Sunnitische Imame rufen zum Dschihad in Syrien auf

Kairoer Erklärung soll für frische Rekruten aus Ägypten sorgen



Nach jüngsten Angaben der Menschenrechtskommission der Vereinten Nationen hatte der seit zwei Jahren anhaltende Bürgerkrieg in Syrien bis Ende April mindestens 93.000 Menschen, darunter 6000 Kinder, das Leben gekostet. Dies gab am 13. Juni Navi Pillay, UN-Hochkommissarin für Menschenrechte, bekannt. Leider ist kein Ende des Blutvergießens in Syrien in Sicht. Eher ist mit einer Intensivierung des Krieges und noch höheren Verlustraten zu rechnen. Schließlich haben ebenfalls am 13. Juni nicht nur die USA erklärt, sie würden den syrischen Aufständischen "direkte Militärhilfe" zukommen lassen und erwögen die Verhängung einer Flugverbotszone, sondern es haben auch in der ägyptischen Hauptstadt Kairo mehr als 70 sunnitische Geistliche aus diversen Ländern ihre Glaubensgenossen zu einem Dschihad in Syrien aufgerufen.

In der islamischen Welt bilden die Sunniten mit rund 90 Prozent die Mehrheitskonfession. Die Schiiten stellen nur zehn Prozent der Moslems und eine Mehrheit der Bevölkerung lediglich in den Ländern Bahrain, Irak und Iran dar. In der Presse konnte man bisher vor allem Berichte über sunnitische Freiwillige aus Libyen, Tunesien, dem Libanon und dem Irak, die am Bürgerkrieg teilnehmen, lesen. Seit einiger Zeit ist aber auch die Rede von jungen schiitischen Männern aus dem Irak und Iran, die an der Seite der libanesischen Hisb-Allah-Miliz und der Streitkräfte Baschar Al Assads kämpfen. Ägypten ist mit mehr als 80 Millionen Bewohnern der bevölkerungsreichste Staat der arabischen Welt. 80 bis 90 Prozent der Ägypter sind sunnitische Moslems, die übrigen christliche Kopten. Folgen viele junge Ägypter dem Aufruf der sunnitischen Imame, womit angesichts der politischen und wirtschaftlichen Krise am Nil gerechnet werden darf, brauchen sich die Aufständischen in Syrien langfristig keine Sorgen um den Nachschub an neuen Rekruten zu machen.

Anlaß zu dem Aufruf waren die jüngsten Erfolge der syrischen Regierungstruppen, die in den letzten Wochen mit Hilfe der Hisb-Allah-Miliz die Rebellen aus der strategisch wichtigen Stadt Al Kusair an der Grenze zum Nordlibanon vertrieben haben und nun eine Großoffensive gegen Aleppo vorbereiten, um die Handelsmetropole nahe der türkischen Grenze zurückzuerobern.

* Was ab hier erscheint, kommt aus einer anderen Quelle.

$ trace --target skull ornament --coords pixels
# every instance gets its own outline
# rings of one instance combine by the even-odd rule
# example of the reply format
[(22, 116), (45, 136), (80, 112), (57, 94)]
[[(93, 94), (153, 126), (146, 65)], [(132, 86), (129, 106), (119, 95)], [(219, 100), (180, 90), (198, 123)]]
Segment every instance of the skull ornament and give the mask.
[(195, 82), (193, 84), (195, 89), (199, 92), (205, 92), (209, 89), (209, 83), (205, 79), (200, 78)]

Der Aufruf zum Dschihad erfolgte zum Auftakt einer Konferenz im Rahmen einer von der ägyptischen Muslimbruderschaft organisierten Syrischen Solidaritätswoche. In Syrien, wo die Sunniten die große Mehrheit bilden, während das Land seit Jahrzehnten von den Alewiten - eine kleinere Gruppe innerhalb des Schiitentums - regiert wird, stellt die Moslembruderschaft traditionell die wichtigste Oppositionsbewegung dar. In Damaskus will sie nun - wie 2011 die ägyptische Moslembruderschaft in Kairo - endlich die Macht übernehmen.

Hauptinitiator sowohl des Aufrufs als auch der ganzen Solidaritätswoche, an der an einem Tag Ägyptens Präsident Mohammed Mursi teilnehmen sollte, war Youssef Al Qaradawi. Das langjährige Mitglied der ägyptischen Moslembruderschaft lebte während der Ära des Diktators Hosni Mubarak im politischen Exil in Katar. Dort hat er sich mit seiner Diskussionsendung beim arabischen Nachrichtensender Al Jazeera zu einem der einflußreichsten Geistlichen der muslimischen Welt entwickelt. Unvergessen ist die Fatwa, mit der er im Frühjahr 2011, gleich zu Beginn der Unruhen in Libyen, zur Ermordung von Muammar Gaddhafi aufrief.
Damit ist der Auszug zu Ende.